Government Forces Blogetery.com Deactivation, 73,000 Blogs Down
Operation in Our Sites, the new government initiative to crack down on internet piracy, has been very active of late. Popular TV and movie streaming sites were recently taken down, including the beloved Ninjavideo. And shortly thereafter, news emerged that two more sites were originally slated to be taken down but it didn’t work out: titans Pirate Bay and MegaUpload. Well now the grand total number of sites taken down by OiOS has increased by far more than two: The federal government just forced Blogetery.com to shut down. And along with it went over 73,000 blogs operated on the WordPress platform.

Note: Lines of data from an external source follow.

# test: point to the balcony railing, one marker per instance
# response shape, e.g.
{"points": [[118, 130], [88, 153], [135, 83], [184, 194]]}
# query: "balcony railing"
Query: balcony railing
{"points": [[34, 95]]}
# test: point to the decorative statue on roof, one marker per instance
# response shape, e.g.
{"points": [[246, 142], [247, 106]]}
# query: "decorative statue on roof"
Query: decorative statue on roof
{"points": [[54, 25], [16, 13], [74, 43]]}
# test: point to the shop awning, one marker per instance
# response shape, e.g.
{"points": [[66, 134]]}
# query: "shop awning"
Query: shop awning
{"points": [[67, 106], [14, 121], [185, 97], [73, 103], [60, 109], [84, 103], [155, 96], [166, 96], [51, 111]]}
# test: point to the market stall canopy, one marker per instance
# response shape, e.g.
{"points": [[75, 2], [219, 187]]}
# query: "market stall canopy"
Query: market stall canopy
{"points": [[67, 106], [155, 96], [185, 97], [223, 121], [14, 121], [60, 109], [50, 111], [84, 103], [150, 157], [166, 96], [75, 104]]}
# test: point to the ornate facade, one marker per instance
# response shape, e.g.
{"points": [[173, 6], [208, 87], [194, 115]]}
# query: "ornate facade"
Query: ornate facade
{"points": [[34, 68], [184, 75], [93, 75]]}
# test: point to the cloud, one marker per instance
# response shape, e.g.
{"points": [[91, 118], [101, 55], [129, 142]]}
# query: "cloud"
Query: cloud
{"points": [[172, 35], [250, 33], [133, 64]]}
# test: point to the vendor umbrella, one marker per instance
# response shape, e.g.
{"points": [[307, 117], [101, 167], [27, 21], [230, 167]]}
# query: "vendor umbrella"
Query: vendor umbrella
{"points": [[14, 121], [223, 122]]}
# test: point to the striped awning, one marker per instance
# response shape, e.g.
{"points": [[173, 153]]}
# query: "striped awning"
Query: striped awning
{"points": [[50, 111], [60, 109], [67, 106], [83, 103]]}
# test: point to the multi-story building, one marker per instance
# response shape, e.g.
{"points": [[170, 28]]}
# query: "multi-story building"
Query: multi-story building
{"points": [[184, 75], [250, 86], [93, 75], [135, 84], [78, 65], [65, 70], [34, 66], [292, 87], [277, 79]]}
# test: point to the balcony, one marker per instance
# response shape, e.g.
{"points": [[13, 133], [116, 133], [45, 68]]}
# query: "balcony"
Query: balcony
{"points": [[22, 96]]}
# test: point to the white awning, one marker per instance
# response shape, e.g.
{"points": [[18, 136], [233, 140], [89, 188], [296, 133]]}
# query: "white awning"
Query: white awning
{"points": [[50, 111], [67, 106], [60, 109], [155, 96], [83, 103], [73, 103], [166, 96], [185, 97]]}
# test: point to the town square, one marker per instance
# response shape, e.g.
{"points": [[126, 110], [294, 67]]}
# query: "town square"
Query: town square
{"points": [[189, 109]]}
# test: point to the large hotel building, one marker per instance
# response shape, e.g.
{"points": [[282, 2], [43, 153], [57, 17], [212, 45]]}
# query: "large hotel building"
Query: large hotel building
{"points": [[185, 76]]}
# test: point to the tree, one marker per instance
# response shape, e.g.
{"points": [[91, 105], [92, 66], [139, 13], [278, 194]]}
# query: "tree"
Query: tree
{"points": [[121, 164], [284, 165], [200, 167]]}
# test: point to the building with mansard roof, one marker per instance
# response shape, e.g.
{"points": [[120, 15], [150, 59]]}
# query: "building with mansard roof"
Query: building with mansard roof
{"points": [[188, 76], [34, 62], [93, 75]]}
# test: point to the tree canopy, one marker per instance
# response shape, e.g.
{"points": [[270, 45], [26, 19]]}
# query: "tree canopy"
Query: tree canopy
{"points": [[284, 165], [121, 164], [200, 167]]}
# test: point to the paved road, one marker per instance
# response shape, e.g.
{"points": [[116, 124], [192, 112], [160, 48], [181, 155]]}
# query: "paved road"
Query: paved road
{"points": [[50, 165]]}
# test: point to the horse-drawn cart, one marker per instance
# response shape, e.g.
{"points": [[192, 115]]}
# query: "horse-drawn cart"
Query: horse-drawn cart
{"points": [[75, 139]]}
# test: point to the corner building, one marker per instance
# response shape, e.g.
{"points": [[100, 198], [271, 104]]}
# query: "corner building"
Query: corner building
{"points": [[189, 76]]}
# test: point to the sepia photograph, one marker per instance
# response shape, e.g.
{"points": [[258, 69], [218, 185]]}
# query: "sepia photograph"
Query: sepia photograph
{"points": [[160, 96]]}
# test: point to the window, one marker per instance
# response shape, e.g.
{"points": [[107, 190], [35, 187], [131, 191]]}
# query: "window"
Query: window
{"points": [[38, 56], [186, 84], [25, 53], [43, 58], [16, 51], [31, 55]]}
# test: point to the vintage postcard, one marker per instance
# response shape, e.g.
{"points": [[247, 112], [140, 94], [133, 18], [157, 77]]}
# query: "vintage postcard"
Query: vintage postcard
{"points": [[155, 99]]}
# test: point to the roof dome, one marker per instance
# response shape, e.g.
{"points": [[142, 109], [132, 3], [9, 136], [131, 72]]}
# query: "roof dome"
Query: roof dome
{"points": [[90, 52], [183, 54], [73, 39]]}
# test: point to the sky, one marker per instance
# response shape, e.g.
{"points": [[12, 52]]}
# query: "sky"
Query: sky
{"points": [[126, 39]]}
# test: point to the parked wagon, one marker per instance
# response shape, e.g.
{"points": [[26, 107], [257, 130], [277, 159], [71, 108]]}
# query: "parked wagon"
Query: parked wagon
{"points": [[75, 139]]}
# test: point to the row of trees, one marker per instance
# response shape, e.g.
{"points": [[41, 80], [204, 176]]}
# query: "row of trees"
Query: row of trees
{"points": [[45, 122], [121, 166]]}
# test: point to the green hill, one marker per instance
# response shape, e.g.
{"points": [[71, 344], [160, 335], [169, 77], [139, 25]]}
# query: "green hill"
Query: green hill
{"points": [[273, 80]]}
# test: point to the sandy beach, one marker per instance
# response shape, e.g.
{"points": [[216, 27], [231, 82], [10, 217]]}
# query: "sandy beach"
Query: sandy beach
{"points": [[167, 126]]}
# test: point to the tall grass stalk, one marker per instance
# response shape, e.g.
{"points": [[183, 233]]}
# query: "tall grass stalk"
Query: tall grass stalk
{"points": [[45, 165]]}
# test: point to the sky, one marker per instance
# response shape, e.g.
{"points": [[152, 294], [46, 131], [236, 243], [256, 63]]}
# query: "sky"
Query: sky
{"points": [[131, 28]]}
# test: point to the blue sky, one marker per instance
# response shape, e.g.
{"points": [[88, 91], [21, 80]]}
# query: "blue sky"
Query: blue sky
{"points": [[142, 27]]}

Internet piracy has long been a bit of a problem with Blogetery. Blogetery.com has been with host BurstNet for 7 months. On Friday July 9, the site was seemingly erased from the Internet. Then on Monday July 12, the owner received several emails from BurstNet explaining the take-down. The correspondence can be viewed here, but here’s the gist: Due to a past and present of copyright abuse, the federal government forced BurstNet to shut them down, and they’re not really at liberty to talk about it.
The real question here is why all 73,000 blogs had to go when only a small fraction of them were abusing the law, especially when BurstNet and Blogetery have previously been completely compliant when it comes to shutting down specific blogs that violate federal law. From TorrentFreak:
Due to the fact that the authorities aren’t sharing information and BurstNet are sworn to secrecy, it is proving almost impossible to confirm the exact reason why Blogetery has been completely taken down. The owner does, however, admit to handling many copyright-related cease and desists in the past, albeit in a timely manner as the DMCA requires.

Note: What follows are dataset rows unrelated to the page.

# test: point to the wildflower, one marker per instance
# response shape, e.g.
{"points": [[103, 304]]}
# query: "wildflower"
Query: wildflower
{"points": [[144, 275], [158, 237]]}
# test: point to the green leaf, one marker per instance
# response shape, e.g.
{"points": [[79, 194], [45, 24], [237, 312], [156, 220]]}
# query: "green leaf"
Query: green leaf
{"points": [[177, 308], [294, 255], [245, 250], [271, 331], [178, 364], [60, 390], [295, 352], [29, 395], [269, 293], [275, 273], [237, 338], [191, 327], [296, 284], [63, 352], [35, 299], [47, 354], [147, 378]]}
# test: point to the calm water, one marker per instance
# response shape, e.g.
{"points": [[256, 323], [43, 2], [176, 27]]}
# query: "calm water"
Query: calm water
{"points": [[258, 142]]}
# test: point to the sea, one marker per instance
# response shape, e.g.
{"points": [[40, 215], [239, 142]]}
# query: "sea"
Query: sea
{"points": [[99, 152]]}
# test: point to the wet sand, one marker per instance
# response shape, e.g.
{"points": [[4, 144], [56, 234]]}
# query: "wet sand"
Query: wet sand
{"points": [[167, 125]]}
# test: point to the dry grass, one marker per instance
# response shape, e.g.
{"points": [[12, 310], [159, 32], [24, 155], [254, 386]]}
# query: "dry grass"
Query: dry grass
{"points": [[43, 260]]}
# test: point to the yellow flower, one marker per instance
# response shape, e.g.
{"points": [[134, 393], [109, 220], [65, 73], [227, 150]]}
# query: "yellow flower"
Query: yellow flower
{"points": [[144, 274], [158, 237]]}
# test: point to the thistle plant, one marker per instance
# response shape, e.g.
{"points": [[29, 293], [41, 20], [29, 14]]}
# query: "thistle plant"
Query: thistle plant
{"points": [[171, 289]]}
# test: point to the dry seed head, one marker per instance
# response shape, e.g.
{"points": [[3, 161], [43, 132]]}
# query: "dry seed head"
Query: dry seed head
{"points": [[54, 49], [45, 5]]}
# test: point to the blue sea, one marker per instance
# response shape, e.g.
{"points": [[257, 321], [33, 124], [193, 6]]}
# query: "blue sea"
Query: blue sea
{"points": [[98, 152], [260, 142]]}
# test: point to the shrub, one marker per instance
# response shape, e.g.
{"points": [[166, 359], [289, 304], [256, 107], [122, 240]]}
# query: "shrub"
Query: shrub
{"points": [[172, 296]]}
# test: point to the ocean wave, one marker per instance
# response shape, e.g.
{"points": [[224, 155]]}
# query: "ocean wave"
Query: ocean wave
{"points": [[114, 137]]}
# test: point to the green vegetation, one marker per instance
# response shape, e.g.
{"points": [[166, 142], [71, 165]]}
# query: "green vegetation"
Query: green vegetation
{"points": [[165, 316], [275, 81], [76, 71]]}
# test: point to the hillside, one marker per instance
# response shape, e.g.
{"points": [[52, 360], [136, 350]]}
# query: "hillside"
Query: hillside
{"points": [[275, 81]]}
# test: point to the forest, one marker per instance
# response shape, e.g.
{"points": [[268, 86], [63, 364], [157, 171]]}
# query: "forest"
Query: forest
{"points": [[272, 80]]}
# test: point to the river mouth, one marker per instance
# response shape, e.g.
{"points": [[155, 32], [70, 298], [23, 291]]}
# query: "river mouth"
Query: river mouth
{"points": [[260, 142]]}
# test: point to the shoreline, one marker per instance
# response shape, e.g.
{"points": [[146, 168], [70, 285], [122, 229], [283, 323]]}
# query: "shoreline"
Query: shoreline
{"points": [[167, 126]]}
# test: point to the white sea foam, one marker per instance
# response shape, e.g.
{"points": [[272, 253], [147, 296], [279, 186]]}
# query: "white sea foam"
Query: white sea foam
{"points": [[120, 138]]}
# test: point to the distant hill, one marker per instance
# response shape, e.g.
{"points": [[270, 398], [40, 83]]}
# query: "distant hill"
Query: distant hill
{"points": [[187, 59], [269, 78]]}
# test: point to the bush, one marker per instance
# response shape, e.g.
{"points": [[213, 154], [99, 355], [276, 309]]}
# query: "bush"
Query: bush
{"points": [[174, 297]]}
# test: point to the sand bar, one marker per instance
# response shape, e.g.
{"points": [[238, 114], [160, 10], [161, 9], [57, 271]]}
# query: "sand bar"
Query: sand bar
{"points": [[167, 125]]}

And here is testimony from one poor user who just lost his personal, blameless blog:
“All of the users are without service just like when the Pirate Bay raids happened and all the people who were on the host sites were also taken down,” pointed out an annoyed Blogetery user who contacted TorrentFreak. “I have lost my personal site also and I don’t have any way to contact the owner since his contact info was on the blogetery.com site & that was the only way to contact him.”

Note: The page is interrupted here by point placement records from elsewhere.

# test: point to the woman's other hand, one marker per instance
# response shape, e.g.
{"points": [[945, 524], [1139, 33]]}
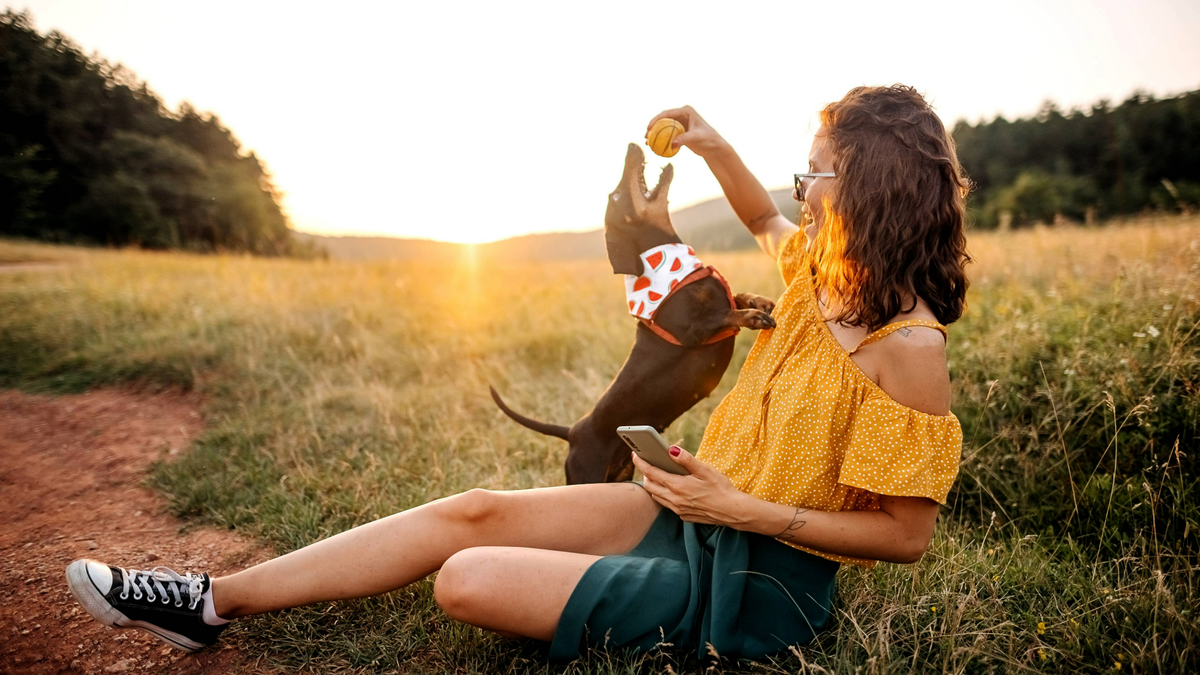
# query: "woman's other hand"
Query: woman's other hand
{"points": [[699, 136], [706, 496]]}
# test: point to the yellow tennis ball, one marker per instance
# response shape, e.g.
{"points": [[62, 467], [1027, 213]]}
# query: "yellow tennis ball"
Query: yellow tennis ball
{"points": [[660, 136]]}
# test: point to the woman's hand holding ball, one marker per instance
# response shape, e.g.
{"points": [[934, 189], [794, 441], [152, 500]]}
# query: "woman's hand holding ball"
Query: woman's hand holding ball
{"points": [[689, 130]]}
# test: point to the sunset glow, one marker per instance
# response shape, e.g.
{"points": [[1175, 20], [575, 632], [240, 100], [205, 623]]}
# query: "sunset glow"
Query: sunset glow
{"points": [[473, 123]]}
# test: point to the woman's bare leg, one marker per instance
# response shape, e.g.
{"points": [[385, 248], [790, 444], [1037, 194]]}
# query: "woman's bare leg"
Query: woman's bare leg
{"points": [[513, 591], [394, 551]]}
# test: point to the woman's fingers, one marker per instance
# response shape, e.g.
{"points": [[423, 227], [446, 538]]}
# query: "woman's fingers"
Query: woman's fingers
{"points": [[684, 115]]}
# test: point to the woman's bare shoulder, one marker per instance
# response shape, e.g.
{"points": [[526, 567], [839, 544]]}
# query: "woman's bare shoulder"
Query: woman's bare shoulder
{"points": [[913, 371]]}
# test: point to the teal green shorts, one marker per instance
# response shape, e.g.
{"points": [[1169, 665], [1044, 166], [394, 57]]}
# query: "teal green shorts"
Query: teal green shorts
{"points": [[687, 586]]}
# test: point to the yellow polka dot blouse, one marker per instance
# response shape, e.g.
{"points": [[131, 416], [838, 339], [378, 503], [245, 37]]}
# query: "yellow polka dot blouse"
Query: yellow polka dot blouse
{"points": [[804, 426]]}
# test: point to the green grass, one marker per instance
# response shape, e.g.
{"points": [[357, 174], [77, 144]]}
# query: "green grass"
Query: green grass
{"points": [[337, 393]]}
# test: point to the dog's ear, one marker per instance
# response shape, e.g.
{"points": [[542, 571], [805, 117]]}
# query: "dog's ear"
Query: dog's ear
{"points": [[623, 255]]}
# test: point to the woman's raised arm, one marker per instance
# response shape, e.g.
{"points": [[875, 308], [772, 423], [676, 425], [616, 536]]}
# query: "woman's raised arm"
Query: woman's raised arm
{"points": [[749, 198]]}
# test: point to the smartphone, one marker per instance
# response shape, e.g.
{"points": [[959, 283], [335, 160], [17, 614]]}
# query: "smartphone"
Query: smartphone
{"points": [[651, 447]]}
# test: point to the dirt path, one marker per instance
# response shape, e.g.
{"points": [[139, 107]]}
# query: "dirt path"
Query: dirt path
{"points": [[70, 487]]}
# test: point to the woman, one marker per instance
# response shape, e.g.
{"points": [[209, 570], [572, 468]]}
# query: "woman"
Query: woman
{"points": [[835, 446]]}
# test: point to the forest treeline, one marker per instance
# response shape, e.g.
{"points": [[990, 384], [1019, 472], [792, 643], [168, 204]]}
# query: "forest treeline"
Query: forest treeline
{"points": [[88, 154], [1085, 165]]}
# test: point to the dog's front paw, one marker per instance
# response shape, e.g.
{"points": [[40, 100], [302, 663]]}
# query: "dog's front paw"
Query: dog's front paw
{"points": [[755, 320], [751, 302]]}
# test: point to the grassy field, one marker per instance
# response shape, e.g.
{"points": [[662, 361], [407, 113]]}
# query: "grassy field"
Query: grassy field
{"points": [[339, 393]]}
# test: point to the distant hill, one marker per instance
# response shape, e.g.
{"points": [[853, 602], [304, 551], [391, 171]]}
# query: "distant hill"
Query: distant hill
{"points": [[707, 226]]}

Even if the take-down effectively hit some piracy sites, this is hardly a victory. If websites were people, you wouldn’t think killing 72,000 innocents to get 1,000 evil people is worthwhile. Now obviously that’s an incomparable example in terms of gravity, but the message still stands: If you go into a war, be it on people or on piracy, with an “anything goes” mentality, you will lose morally even if you win technically.